It’s over-the-top emotional being the mom of the mom of a newborn and I am so thankful, I feel like I’m actually going to burst.
This afternoon, I am coming back down to earth and blogging my way out of an exhausting and emotional fog. I’ve only written two sentences and I made six spelling mistakes. I think it’s time for a nap.
I also think six days of waiting for little Poppy to be born did me in – a good reminder why younger people have babies! Today, it’s back to reality and I’ve been teary since the moment I got out of bed.
Brilliant moments of the week?
Rubbing my daughter’s belly every night while we waited for Poppy to be born.
Good bedtime conversations and prayer with Phoenie about being a big brother soon.
Getting the call for my daughter to go into the hospital for induction. BIG family celebration for THIS news, let me tell you!
Poppy’s eight-year-old sister grinning and saying, “I feel older now” when she met Poppy.

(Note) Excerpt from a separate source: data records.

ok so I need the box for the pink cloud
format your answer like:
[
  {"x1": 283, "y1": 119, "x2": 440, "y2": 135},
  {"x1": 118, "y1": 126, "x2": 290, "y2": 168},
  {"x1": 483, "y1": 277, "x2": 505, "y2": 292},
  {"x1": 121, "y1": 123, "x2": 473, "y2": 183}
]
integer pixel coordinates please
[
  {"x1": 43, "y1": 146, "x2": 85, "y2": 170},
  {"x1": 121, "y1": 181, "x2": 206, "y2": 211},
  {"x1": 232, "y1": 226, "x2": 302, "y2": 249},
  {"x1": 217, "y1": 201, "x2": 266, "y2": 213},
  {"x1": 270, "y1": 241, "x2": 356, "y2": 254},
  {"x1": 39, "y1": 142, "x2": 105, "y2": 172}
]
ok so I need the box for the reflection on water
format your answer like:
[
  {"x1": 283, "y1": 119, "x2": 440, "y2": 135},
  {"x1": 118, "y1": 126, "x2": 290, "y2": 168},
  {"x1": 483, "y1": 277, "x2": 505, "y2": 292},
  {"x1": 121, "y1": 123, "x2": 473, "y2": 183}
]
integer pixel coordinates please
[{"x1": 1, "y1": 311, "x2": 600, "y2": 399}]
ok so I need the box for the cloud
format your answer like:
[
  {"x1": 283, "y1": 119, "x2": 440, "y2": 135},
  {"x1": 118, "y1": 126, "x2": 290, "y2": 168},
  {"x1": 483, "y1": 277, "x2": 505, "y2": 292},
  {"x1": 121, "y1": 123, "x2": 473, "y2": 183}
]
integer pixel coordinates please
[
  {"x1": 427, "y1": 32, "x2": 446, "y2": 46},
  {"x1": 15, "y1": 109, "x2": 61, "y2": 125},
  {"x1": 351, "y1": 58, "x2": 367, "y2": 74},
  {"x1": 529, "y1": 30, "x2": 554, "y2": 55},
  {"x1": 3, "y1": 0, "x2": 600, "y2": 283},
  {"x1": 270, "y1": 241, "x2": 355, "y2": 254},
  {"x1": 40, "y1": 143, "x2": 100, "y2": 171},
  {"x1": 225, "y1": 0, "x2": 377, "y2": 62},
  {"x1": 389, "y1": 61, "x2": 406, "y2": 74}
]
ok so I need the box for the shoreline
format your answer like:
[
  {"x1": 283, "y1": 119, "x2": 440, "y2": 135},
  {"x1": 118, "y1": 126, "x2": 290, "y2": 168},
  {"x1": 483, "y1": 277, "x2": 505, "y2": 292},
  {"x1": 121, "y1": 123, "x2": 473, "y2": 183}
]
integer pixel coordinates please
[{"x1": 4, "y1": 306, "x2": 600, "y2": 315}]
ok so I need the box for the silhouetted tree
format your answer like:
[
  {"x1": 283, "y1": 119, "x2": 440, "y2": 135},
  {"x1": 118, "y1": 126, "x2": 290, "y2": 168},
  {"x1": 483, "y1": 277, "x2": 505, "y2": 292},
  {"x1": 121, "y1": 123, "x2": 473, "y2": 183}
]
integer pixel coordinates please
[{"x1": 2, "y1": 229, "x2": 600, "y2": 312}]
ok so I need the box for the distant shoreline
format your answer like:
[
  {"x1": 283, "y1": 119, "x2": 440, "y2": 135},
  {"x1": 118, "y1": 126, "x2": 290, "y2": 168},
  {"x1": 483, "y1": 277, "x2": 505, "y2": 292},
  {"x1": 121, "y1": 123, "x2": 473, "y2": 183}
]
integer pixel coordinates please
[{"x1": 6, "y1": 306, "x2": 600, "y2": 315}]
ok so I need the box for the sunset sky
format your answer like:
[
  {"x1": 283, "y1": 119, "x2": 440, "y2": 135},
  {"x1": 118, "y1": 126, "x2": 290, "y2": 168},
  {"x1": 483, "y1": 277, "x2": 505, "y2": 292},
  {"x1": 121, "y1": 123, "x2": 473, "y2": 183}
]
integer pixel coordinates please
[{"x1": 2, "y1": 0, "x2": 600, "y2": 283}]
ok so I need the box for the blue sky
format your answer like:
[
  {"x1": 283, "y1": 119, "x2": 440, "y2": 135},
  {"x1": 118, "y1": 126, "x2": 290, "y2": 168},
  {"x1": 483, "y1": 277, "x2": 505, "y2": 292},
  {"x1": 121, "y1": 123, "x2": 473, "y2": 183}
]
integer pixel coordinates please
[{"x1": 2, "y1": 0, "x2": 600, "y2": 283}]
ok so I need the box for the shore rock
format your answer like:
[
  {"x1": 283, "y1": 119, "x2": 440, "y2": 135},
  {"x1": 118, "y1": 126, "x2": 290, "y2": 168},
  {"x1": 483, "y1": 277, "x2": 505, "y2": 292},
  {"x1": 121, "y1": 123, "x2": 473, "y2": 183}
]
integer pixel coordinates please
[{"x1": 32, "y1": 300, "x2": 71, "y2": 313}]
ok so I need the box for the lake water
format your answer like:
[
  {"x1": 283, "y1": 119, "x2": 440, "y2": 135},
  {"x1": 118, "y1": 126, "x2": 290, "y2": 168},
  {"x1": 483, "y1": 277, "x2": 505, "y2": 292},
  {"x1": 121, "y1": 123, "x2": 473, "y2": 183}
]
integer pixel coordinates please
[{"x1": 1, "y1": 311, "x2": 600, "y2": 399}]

The first time Dawne and I looked at each other after Poppy was born and we both broke into tears. That is a moment that is etched in my mind, just like the moment when Dawne gave birth to Phoenie.
The moment I met that used-to-be bump in Dawne’s belly. My heart melted when I met Poppy. I don’t think there is any deeper or more intense human love felt than the emotions experienced when a child is born.
Absolute bliss – a few moments when the world feels like it’s supposed to be. As my sister-in-law recently expressed, “so fresh from Heaven…a breath of God.”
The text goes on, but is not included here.